On April Fool’s Day, my coming-of-age memoir will be published by Crown. What a marvelous team helped bring this book to reality! The physical book is beautiful. I love the spray of images and the bold lettering that gives heft to the background blue. I’m there, at eighteen, looking blindingly innocent, with my gorgeous parents, my maternal grandparents’ house that burned, and a pure white magnolia, the flower I loved most as a child.
I grew up in Fitzgerald, Georgia after World War II and on the cusp of the civil rights movement. We were the last isolated generation–before widespread TV–and a small town deep in South Georgia seemed a world unto itself. For me, a marvelous world. I loved the land, the flat horizon, the fragrant nights, the rain that “walked” across the fields, the sun that could melt gold. Like many southern families, mine had it’s share of wild, eccentric characters. They were full of love but flailed about in preposterous ways, unable to figure out how to live. I grew up. And thrived. And that green, green world still exists whole in memory, that vast terrarium.
It’s not a casual undertaking to write a memoir about growing up in a difficult, loving, often funny family. For one thing, the act of writing pulls up more and more memories from the primordial layers of the past. Another caution is that you involve other people who may not want to be involved. But beyond that, there’s a wonderful alchemy that occurs in the process of arranging memories into narratives. Your life begins to make more sense as a continuum. And those sharp memories that have barked at you all those years tend to lie down and sleep. Also, you experience your life all over again. Those long gone rise up whole with all their demands, passions, and gusto. The places you lived in and visited flash forward vividly, allowing you to smell the narcotizing scents of ginger lily and to see the four-paned square of light that hit the wall every morning of your childhood. The writing is a lively pleasure, with painful revelations at times, and over all, the writing process makes you appreciate the startling gifts of everyday life.
I hope you will like taking this journey with me back into the deep South. If you’ve read my (mostly) sunny, happy books about Tuscany, you might be surprised by my early life. Oddly enough, I was always confident of my happiness. I never doubted it! The best thing writing a memoir might do for the writer is to reveal that you were always exactly yourself, inevitable as a planted seed, regardless of circumstance. I see that I started out writing my life.
In April, I’ll be on a book tour and I’d love to meet you. The blog comments are such a thrill for me. I feel that I know many of you who’ve written in. So check the TOUR heading soon and if you’re near where I’m traveling, please come.

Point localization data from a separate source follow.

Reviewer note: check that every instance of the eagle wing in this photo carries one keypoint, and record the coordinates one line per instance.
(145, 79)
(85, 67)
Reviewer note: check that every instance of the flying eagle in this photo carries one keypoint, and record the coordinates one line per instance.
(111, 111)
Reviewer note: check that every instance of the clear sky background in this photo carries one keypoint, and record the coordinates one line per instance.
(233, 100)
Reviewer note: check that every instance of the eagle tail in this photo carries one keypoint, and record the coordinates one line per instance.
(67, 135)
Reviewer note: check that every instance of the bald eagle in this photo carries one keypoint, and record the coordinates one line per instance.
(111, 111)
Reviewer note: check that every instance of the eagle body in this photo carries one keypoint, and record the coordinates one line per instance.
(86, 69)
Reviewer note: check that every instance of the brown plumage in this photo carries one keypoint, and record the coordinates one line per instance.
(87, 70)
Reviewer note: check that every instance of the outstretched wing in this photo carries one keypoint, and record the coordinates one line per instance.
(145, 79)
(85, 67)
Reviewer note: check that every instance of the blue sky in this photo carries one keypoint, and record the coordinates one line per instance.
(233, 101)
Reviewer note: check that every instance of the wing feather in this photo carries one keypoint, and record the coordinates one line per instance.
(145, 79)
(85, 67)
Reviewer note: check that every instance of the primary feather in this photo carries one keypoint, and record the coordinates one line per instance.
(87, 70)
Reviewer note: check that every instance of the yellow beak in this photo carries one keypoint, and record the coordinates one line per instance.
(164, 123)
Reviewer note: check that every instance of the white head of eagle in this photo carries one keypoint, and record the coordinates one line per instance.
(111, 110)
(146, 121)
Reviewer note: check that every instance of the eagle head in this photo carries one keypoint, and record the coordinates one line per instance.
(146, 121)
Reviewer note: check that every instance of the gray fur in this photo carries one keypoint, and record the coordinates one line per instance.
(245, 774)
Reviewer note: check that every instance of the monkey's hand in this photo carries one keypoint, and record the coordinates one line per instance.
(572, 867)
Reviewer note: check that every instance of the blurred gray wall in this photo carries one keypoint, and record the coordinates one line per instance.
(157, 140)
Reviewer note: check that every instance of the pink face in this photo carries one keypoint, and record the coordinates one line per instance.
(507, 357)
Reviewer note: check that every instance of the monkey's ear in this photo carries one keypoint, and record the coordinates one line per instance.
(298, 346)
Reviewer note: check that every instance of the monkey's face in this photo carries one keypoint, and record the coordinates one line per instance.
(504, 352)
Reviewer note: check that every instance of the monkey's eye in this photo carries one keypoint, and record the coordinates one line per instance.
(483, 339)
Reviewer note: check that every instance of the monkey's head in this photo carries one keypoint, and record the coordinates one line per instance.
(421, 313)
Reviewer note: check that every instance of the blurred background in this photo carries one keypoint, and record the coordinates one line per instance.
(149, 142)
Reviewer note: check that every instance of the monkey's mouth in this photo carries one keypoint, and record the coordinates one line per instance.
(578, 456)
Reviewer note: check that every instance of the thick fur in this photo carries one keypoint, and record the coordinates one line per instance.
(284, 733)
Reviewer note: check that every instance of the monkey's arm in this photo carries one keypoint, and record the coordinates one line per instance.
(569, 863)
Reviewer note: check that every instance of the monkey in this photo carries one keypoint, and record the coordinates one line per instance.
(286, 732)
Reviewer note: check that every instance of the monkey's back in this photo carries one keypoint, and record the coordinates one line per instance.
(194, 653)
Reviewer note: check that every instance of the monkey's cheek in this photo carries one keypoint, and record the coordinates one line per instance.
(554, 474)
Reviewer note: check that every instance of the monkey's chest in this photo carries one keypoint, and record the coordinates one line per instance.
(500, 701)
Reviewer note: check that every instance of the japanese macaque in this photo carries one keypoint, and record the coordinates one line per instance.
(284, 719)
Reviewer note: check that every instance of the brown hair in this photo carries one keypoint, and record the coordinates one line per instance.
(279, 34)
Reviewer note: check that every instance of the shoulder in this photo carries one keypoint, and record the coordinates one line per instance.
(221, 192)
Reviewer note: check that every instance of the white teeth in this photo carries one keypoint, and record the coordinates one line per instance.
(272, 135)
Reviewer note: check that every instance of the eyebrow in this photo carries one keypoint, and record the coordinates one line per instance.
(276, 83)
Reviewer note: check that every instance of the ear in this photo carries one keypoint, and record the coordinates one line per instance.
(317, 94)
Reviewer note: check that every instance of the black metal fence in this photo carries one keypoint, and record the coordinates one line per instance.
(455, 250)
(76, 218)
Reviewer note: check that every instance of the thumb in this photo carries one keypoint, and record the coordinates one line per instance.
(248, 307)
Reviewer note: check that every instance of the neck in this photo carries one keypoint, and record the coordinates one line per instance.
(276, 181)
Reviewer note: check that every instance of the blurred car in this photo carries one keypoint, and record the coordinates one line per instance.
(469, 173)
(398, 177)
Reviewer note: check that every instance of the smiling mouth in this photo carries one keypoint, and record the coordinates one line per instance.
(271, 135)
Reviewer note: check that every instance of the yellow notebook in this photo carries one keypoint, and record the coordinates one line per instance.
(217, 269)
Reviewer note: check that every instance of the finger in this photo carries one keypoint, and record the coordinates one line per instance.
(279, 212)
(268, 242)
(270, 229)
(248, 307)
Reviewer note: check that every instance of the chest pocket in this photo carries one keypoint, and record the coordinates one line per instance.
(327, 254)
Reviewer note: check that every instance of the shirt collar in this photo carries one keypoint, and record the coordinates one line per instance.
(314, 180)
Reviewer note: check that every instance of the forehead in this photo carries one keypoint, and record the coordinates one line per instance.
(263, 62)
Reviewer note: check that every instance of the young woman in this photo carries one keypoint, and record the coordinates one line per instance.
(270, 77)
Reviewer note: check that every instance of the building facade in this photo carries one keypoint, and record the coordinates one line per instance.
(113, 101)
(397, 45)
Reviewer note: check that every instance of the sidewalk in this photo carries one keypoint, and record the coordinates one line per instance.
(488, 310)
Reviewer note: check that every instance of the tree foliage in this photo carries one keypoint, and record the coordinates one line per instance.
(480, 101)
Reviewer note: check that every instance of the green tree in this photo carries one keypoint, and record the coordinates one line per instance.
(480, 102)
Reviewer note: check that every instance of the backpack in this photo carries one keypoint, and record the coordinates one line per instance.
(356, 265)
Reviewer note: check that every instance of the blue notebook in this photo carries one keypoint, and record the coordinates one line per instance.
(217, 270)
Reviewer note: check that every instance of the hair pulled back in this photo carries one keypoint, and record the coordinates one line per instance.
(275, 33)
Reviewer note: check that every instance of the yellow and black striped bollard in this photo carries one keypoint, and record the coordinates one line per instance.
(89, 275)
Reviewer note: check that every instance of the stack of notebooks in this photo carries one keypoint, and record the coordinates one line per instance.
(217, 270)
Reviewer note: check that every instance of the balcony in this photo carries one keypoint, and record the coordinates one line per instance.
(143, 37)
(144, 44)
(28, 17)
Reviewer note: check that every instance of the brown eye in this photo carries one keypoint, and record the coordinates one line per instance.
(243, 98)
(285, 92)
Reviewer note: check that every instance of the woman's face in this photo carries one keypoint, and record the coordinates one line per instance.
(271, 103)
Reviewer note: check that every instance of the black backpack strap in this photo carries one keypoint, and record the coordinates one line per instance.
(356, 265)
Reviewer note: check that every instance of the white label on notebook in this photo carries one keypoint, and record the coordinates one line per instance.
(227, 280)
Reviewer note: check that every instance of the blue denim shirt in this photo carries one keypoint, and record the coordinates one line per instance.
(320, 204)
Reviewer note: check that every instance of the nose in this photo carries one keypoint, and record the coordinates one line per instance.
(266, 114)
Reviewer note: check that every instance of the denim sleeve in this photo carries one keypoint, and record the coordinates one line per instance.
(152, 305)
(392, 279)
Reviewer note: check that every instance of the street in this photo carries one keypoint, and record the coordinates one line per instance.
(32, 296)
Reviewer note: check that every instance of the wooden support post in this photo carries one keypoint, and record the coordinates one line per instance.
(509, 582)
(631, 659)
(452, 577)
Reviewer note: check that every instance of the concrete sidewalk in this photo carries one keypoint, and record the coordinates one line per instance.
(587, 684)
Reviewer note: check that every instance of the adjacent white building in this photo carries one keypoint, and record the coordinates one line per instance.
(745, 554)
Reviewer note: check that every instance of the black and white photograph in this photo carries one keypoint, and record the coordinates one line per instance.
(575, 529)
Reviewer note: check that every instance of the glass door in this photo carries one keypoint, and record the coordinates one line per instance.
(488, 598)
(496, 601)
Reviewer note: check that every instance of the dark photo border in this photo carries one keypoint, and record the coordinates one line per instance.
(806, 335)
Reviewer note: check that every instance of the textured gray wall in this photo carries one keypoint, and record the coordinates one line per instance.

And please do let me know what you think of the book!
My publisher, Crown, will randomly choose five people from those who respond with comments here, and mail them a signed book. So just write in, even just to say CIAO!
If you are nowhere near where I’ll be traveling and would like a personalized book, please order one from Purple Crow Books in Hillsborough, NC, my home town, and tell Sharon how you would like it personalized. Her email: firstname.lastname@example.org She will mail it right out to you.
Here’s the opening:
At a few times in my life, I’ve not been aware that I’ve just stepped onto a large X.
Change might not be on my mind. Why change? I’ve always admired lives that flourish in place. The taproot reaches all the way to the aquifer, the leaves bud, flourish, fall, and grow again. I like generations following one another the same house, where lamplight falls throughout the windows in squares of light on the snow, and somebody’s height chart still marks the kitchen doorway. But there I stand on the X, not knowing it’s time to leap, when, really, I’d only meant to pause. In Oxford, Mississippi, one chance weekend, the last thing I expected was a life-changing epiphany.